The Chief Justice was hearing arguments between the MIC and the ANZ over the
wrangle between the two parties that has been heard by the Administrative
Court and the High Court and has now spilled into the Supreme Court as a
constitutional matter.

"The bone of contention is the issuance of a licence. Were you issued with
an operating licence as required by the law?" Chief Justice Chidyausiku
asked ANZ lawyer Mr Mordecai Mahlangu of Gill, Godlonton and Gerrans, who
replied in the negative.

The Chief Justice, who heard the matter in chambers, said the law was clear
that only mass media houses issued with a licence could operate.

Chief Judge said police had moved against the Daily News because it was
operating illegally.

"The police moved in to enforce that judgment, and have been doing so until
recently . . . A decision of the Supreme Court cannot be amended or set
aside by a decision of an inferior court," he said.

He postponed the hearing to today to allow counsels to prepare their papers
and heads of arguments before the legal wrangle between the two parties is
finalised once and for all.

The MIC, which regulates and issues operating licences to mass media houses
in the country, wants the court to bar The Daily News from publishing until
an appeal in the Supreme Court has been finalised.

Earlier on, Justice Chidyausiku had heard arguments from the two parties,
with the MIC represented by Mr Johannes Tomana of Muzangaza, Mandaza and
Tomana law firm saying the matter was an urgent one.

He said the newspaper house was publishing without a registration
certificate thereby contravening the provisions of the Access to Information
and Protection of Privacy Act.

"They are not complying with the provisions of the law. There is now
confusion as to what law is governing the operations of mass media services
in Zimbabwe," said Mr Tomana.

He said it was in the interest of both parties that the dispute be settled
once and for all.

Mr Tomana said from the judgement handed down in the Supreme Court in
September last year, The Daily News was operating illegally without a
licence and there was no reason why the police who had been enforcing a
court order at the premises of the newspaper had left.

Said Mr Tomana: "There was no reason why the police had left the premises
because the law is clear, it says all mass media institutions should apply
and be issued with an operating licence before resuming publication or
broadcasting.

"But The Daily News chose to operate a mass media business in contravention
of the Act, they should simply desist from publication."

According to the Act, the provision that deals with the registration of mass
media services outlines that a mass media service shall operate only when it
is issued with a certificate of registration by the MIC.

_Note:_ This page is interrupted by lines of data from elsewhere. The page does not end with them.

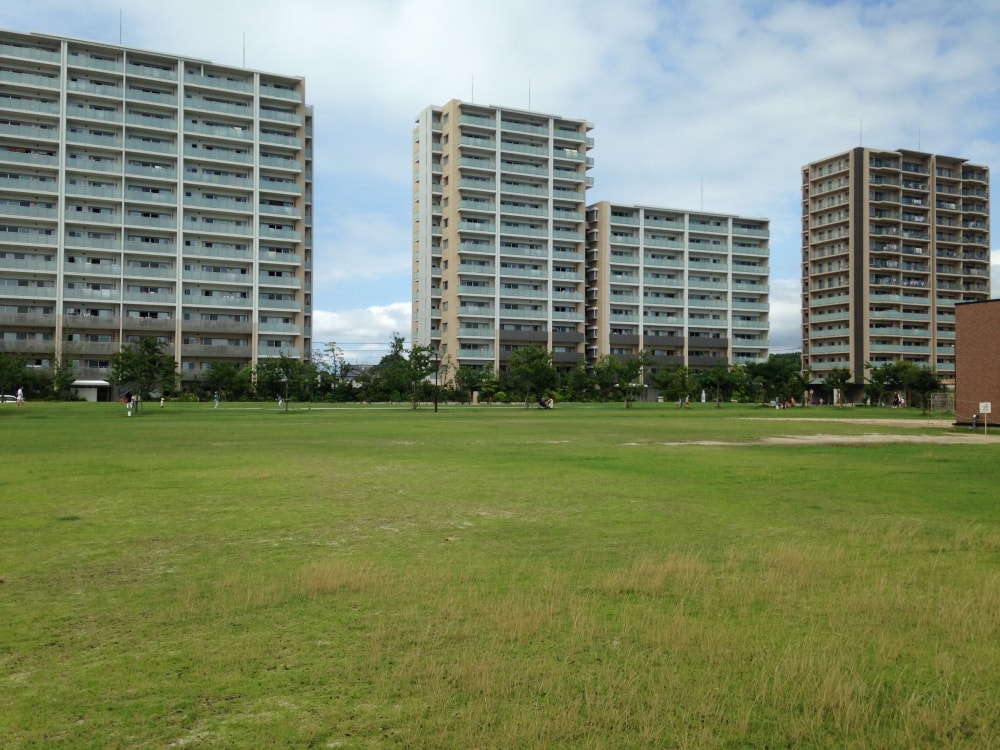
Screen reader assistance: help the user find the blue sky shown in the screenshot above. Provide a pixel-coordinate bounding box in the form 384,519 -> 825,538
0,0 -> 1000,362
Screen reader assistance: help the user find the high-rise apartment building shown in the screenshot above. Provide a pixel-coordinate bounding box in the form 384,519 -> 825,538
587,201 -> 770,367
802,147 -> 990,385
0,27 -> 312,394
413,100 -> 593,368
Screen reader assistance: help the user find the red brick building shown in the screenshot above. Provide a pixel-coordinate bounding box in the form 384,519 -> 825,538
955,299 -> 1000,427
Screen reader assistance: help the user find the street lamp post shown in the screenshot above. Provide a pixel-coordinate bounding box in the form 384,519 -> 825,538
434,348 -> 441,414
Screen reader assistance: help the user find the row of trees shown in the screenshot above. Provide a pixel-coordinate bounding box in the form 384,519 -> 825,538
0,333 -> 941,408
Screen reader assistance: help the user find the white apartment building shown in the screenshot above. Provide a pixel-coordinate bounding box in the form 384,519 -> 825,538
0,31 -> 312,390
412,100 -> 593,369
587,201 -> 770,368
802,147 -> 990,388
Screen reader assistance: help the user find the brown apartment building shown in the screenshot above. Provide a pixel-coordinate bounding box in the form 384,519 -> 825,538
955,300 -> 1000,427
802,147 -> 990,387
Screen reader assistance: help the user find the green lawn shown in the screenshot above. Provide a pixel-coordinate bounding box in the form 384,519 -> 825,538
0,402 -> 1000,749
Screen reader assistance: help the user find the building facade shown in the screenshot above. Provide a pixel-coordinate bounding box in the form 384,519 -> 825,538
587,201 -> 770,368
802,147 -> 990,385
412,100 -> 593,370
955,300 -> 1000,429
0,32 -> 312,394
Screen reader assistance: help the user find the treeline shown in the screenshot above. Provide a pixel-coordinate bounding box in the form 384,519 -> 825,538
0,334 -> 941,407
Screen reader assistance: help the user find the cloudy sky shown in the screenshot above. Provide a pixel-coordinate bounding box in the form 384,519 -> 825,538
0,0 -> 1000,362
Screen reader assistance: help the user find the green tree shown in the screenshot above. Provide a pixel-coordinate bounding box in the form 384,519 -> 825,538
823,367 -> 851,406
370,331 -> 413,402
696,365 -> 736,408
109,336 -> 178,414
507,346 -> 559,407
745,352 -> 807,401
257,354 -> 316,411
905,366 -> 943,414
451,365 -> 493,401
651,365 -> 691,401
202,362 -> 253,399
0,354 -> 29,402
618,352 -> 652,409
51,355 -> 76,401
591,354 -> 621,399
313,341 -> 354,401
563,362 -> 596,401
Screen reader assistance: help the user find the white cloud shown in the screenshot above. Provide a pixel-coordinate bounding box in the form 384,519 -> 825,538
769,279 -> 802,353
2,0 -> 1000,360
313,302 -> 412,364
313,213 -> 412,287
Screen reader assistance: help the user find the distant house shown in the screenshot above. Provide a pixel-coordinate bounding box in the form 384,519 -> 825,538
955,299 -> 1000,427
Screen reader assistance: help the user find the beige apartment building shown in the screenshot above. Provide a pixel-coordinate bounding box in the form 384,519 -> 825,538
0,32 -> 312,394
412,100 -> 593,369
802,147 -> 990,386
587,201 -> 770,368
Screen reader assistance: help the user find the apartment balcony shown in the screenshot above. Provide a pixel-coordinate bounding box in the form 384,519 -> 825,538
0,338 -> 56,354
260,156 -> 302,172
0,147 -> 59,170
184,144 -> 253,165
723,300 -> 771,310
122,291 -> 177,305
125,164 -> 179,182
121,315 -> 177,334
181,344 -> 253,359
125,88 -> 177,107
260,83 -> 302,102
258,201 -> 302,219
258,177 -> 302,195
258,133 -> 302,149
257,297 -> 302,312
184,172 -> 253,190
458,305 -> 496,318
184,72 -> 253,94
125,240 -> 177,255
184,94 -> 253,118
258,107 -> 302,125
257,346 -> 301,359
125,60 -> 177,81
258,250 -> 302,266
184,120 -> 254,141
497,328 -> 549,344
0,42 -> 62,63
458,326 -> 496,340
0,70 -> 60,89
259,226 -> 302,242
258,273 -> 302,289
183,270 -> 253,287
500,119 -> 549,136
184,195 -> 253,214
500,183 -> 549,196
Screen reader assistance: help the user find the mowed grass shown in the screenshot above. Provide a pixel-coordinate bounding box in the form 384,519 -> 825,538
0,403 -> 1000,748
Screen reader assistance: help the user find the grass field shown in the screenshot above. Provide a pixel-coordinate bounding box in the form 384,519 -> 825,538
0,403 -> 1000,750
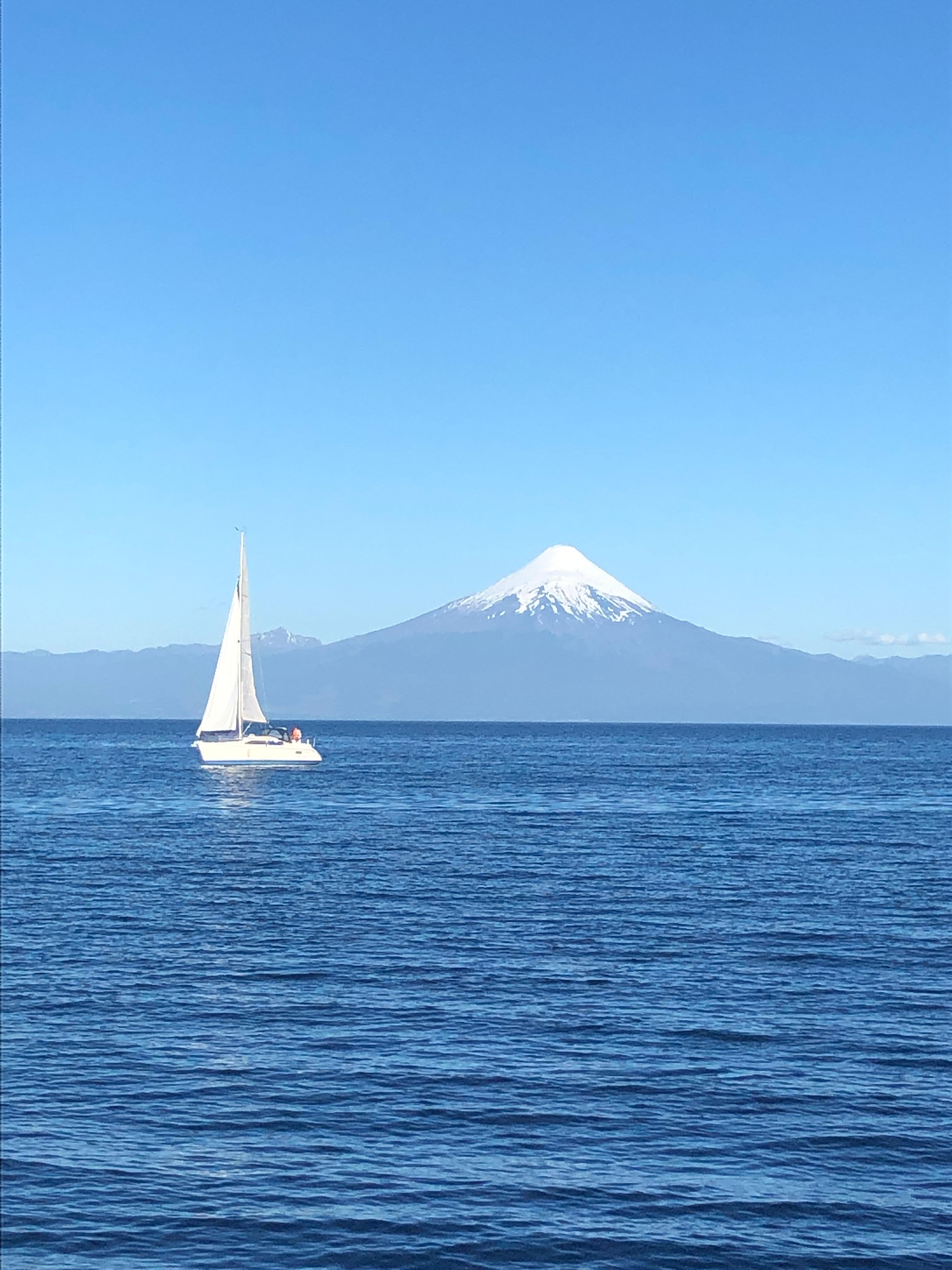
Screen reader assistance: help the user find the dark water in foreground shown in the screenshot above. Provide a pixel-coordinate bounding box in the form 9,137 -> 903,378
4,721 -> 952,1270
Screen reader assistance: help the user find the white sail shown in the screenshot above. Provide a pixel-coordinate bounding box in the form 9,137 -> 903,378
196,533 -> 268,737
239,533 -> 268,723
196,583 -> 241,737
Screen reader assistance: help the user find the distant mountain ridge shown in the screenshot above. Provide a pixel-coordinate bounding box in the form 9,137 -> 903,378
3,546 -> 952,724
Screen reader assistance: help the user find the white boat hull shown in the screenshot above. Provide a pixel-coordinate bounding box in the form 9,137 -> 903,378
193,737 -> 321,767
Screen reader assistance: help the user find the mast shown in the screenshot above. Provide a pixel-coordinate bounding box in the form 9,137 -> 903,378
237,532 -> 245,741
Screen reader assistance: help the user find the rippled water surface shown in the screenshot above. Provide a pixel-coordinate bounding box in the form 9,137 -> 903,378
3,721 -> 952,1270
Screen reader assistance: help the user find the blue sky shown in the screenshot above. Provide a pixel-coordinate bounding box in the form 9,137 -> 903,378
4,0 -> 952,657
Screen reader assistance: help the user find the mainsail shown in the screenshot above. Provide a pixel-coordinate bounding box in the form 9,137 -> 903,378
196,533 -> 268,737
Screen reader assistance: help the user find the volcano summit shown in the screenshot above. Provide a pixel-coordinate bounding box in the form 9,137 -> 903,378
4,546 -> 952,724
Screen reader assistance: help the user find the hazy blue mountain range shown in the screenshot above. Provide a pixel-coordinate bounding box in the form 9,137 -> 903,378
3,547 -> 952,724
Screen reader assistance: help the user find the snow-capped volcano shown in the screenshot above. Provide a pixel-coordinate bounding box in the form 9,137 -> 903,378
445,546 -> 658,622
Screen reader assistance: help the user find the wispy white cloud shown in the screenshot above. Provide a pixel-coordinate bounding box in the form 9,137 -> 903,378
828,631 -> 952,646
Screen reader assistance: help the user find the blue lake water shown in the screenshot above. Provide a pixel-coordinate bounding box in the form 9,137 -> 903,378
3,721 -> 952,1270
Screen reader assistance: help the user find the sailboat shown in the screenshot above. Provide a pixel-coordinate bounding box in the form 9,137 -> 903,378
192,533 -> 321,766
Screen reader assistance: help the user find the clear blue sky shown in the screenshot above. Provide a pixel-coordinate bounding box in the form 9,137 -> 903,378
4,0 -> 952,657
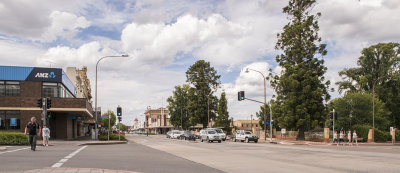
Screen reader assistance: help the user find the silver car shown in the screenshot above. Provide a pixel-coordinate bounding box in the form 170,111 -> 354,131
200,130 -> 222,143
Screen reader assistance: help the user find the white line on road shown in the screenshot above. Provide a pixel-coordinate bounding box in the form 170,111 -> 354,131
51,146 -> 87,168
0,147 -> 30,154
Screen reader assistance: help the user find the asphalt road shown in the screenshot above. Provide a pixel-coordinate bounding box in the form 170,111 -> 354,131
0,135 -> 400,173
129,136 -> 400,173
0,141 -> 222,173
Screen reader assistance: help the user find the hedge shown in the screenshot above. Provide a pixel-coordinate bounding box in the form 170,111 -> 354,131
0,132 -> 29,145
99,134 -> 126,141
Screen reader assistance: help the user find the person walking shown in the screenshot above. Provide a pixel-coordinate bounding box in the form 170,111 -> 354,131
25,117 -> 41,151
339,130 -> 344,145
351,130 -> 358,146
347,129 -> 351,146
42,125 -> 50,147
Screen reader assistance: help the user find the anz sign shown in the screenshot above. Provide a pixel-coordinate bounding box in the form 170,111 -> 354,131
26,67 -> 62,82
35,72 -> 56,78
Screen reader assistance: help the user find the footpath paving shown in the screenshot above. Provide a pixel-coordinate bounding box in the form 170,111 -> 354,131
18,167 -> 137,173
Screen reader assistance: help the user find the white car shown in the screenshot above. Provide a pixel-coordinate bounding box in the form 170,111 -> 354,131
207,128 -> 226,141
170,130 -> 183,139
200,130 -> 221,143
235,130 -> 258,143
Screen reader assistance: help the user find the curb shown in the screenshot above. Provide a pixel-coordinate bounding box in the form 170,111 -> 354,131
78,141 -> 128,146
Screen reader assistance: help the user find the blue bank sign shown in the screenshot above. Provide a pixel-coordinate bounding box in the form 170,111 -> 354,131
26,68 -> 62,82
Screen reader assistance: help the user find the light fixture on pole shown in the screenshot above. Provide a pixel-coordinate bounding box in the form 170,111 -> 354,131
245,68 -> 272,142
94,55 -> 129,140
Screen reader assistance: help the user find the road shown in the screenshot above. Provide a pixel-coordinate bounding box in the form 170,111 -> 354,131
0,135 -> 400,173
131,136 -> 400,173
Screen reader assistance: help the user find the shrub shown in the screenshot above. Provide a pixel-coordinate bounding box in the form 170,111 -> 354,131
99,134 -> 126,141
0,132 -> 29,145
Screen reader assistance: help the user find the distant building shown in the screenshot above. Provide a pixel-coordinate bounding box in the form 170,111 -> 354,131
144,108 -> 173,134
233,120 -> 261,130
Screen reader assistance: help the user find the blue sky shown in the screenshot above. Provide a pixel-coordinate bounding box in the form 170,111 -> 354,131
0,0 -> 400,124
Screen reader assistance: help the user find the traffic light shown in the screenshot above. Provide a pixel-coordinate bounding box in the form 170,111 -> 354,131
117,106 -> 122,116
37,98 -> 43,108
46,97 -> 51,109
238,91 -> 245,101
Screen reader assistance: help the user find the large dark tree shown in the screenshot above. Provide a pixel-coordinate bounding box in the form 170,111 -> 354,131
167,85 -> 190,129
214,92 -> 231,132
186,60 -> 220,127
337,43 -> 400,127
272,0 -> 330,140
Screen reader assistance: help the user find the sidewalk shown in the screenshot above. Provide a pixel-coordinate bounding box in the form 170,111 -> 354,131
23,168 -> 137,173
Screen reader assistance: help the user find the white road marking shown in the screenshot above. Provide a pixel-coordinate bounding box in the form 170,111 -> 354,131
51,146 -> 87,168
0,147 -> 30,154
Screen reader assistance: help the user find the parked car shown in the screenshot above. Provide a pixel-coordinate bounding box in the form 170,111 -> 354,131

However Mr Mahlangu said there was no need for the court to rush hearing the
matter because it was not urgent.

He said other applications related to the matter in the High Court had not
been heard and there was no need for the MIC to rush and seek relief in the
Superior Court.

"This is an abuse of the process of court and the matter should not have
been brought here," said Mr Mahlangu.

Justice Chidyausiku said any aggrieved party had the right under the
constitution of the country to approach the Superior Court in any
constitutional matter.

The MIC last week filed an urgent chamber application at the Supreme Court
seeking an order barring the ANZ from publishing pending the finalisation of
appeals before the court of the last resort.

This was after ANZ published The Daily News despite the fact that the
publishing group and its journalists are operating illegally as they have
not yet been registered by the MIC as is required by the law.